Anomalies were simulated by omitting samples of rare classes from the dataset (appr. 3% of the data). The mean area under the receiver-operating characteristic (AUROC) was chosen as a metric for investigating the ranking quality and the system’s ability to discriminate between normal and anomalous samples. The combined approach using COF and entropy-based scores yielded the best overall performance across the two tested datasets with AUROCs of 80.36% and 83.14%. 

Given the imbalanced nature of error datasets and false positive rates of 37.58% and 35.77% at an 85% true positive rate, the proposed method still suffers from false alarms, but it identifies anomalies and novelties fairly robustly. By identifying anomalies, the system supports data quality awareness and can guide active learning workflows, prompting users to check whether unusual samples are mislabeled or belong to novel classes.
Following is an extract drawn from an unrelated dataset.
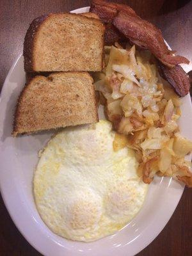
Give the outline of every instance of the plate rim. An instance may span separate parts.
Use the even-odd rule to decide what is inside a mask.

This not only enhances user agency but also contributes to responsible knowledge management by reducing the likelihood that flawed or incomplete data becomes embedded in organizational knowledge bases.

Solution 2: Visual anomaly detection on image data

Complementary to the tabular approach, visual anomaly detection was implemented directly on steel band surface images to improve error localization using zero-shot and semi-supervised few-shot learning, eliminating the need for extensive error examples. AnomalyDINO [11], a patch-based deep nearest-neighbor approach using features from the pre-trained DINOv2 vision transformer, was adapted for the purpose. This method compares visual patches from test images against a memory bank of ‘good’ surface patches to identify deviations. For ASIS, reference patches contain only error-free steel band images. 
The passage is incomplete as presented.